Speaker: Herbert K. H. Lee, University of California, Santa Cruz

Date/Time: Wednesday, April 6, 2005, 11:00-12:00 (MT)

Location: Building 980, Room 24 (Sandia NM), Building 921, Room 137 (Sandia CA)

Brief Abstract: Traditionally, to obtain even a qualitative understanding of the output of a computer simulation, runs have been made over a complete grid of input parameter configurations.  For large scale simulations, such sweeps can be prohibitively expensive, and fixed designs such as Latin hypercubes can be still difficult yet inefficient.  Thus, there is a need for computationally inexpensive surrogate models that can be used in place of simulation to adaptively select new settings of input parameters and map the response with far fewer simulation runs.

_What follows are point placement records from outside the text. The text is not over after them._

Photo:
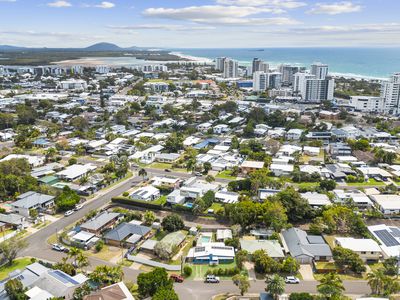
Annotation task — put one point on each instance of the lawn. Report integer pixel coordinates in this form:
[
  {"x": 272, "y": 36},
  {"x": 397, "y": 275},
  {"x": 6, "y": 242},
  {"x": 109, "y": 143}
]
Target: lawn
[
  {"x": 370, "y": 182},
  {"x": 215, "y": 206},
  {"x": 306, "y": 185},
  {"x": 160, "y": 201},
  {"x": 106, "y": 253},
  {"x": 227, "y": 174},
  {"x": 164, "y": 166},
  {"x": 17, "y": 264}
]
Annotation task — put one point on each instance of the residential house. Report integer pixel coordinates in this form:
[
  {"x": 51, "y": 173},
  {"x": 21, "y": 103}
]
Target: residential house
[
  {"x": 126, "y": 234},
  {"x": 305, "y": 248},
  {"x": 32, "y": 200},
  {"x": 146, "y": 193},
  {"x": 211, "y": 253},
  {"x": 101, "y": 222},
  {"x": 368, "y": 250},
  {"x": 271, "y": 247},
  {"x": 75, "y": 172},
  {"x": 117, "y": 291},
  {"x": 249, "y": 166},
  {"x": 387, "y": 204}
]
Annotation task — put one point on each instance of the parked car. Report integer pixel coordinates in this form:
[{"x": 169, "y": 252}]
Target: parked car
[
  {"x": 176, "y": 278},
  {"x": 292, "y": 280},
  {"x": 211, "y": 279},
  {"x": 68, "y": 213},
  {"x": 59, "y": 248}
]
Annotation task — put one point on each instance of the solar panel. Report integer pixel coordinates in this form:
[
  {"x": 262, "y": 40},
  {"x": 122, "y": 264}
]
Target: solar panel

We provide a general methodology for modeling and adaptive sampling to greatly speed up parameter sweeps. Binary trees are used to recursively partition the input space, and Gaussian process models are fit within each partition. Trees facilitate non-stationarity and a Bayesian interpretation provides a measure of uncertainty in the sample space which can be used to guide future sampling. Our methods are illustrated on several examples, including the motivating example involving computational fluid dynamics simulation of a NASA reentry vehicle.